Theresa May: ‘Special relationship’ with US should not prevent UK from working with China
A lack of international cooperation on the pandemic risks fuelling nationalism, she warned.
A lack of international cooperation on the coronavirus pandemic risks exacerbating nationalism and populism and increasing divisions, former British Prime Minister Theresa May warned Wednesday.
In her first op-ed since quitting as PM last year, May said it was understandable that governments’ first impulse was to protect their citizens from the pandemic, but criticized world leaders for subsequently failing to band together to deal with the crisis.
“There remains no collective international view as to what works best in dealing with the virus — nor does there seem to have been any attempt to form one,” May wrote in the Times. “This risks exacerbating the shift towards nationalism and absolutism which is emasculating the institutions that served us well over decades. A world in which a few ‘strong men’ square up to each other and expect everyone else to choose between them would be a dangerous one.”
May urged Britain and the West to work with Beijing in the wake of the pandemic, despite criticism from U.S. President Donald Trump over its handling of the coronavirus pandemic.
“There are real questions about the initial reaction of the Chinese government at local and national level and what impact that had on the ability of the rest of the world to prepare,” May wrote. “Both candidates in November’s U.S. presidential election are right to ask questions of China. But it would be a mistake to allow this to become a fault line in international relations.”

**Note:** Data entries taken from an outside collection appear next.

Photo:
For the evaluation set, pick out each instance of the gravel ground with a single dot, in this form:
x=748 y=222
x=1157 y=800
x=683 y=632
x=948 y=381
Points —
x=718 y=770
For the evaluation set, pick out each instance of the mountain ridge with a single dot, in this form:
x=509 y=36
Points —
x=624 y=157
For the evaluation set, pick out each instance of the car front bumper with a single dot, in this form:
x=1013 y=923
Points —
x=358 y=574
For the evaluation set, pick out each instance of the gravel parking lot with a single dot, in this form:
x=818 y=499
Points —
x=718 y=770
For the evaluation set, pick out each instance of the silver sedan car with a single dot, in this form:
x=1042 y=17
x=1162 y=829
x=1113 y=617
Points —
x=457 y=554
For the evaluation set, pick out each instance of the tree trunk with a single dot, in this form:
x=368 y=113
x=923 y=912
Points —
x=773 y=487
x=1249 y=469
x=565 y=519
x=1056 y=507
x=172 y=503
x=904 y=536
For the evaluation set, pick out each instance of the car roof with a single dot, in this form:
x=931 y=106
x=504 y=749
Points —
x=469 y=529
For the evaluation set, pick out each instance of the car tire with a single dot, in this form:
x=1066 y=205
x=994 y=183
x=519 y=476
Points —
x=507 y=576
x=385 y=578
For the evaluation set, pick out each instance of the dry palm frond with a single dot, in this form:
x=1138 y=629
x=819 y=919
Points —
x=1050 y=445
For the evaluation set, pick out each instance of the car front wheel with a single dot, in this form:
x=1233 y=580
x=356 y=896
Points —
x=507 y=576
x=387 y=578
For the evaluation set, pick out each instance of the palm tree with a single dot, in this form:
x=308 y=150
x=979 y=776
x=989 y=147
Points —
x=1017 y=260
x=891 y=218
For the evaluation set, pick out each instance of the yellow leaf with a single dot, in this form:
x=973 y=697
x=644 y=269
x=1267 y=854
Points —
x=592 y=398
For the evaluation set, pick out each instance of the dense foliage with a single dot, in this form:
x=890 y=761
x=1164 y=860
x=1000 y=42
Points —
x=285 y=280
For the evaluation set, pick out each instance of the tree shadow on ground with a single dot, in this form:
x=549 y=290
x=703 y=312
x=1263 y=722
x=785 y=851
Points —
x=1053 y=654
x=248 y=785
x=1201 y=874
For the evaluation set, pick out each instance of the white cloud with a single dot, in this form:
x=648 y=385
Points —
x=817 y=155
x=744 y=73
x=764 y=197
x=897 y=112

She said: “The U.K. will always have a special relationship with the U.S. … but that has never stopped us from having diplomatic and trading relationships with others.”
May added that frustration with the World Health Organization (WHO) should not be used to discredit the tradition of cooperation, but rather as motivation to reform the body.
Last month, Trump accused the WHO of failing to properly respond to the disease and communicate its threat, suggesting it was too closely allied to Beijing, and halted funding to the body while his administration reviews its handling of the pandemic.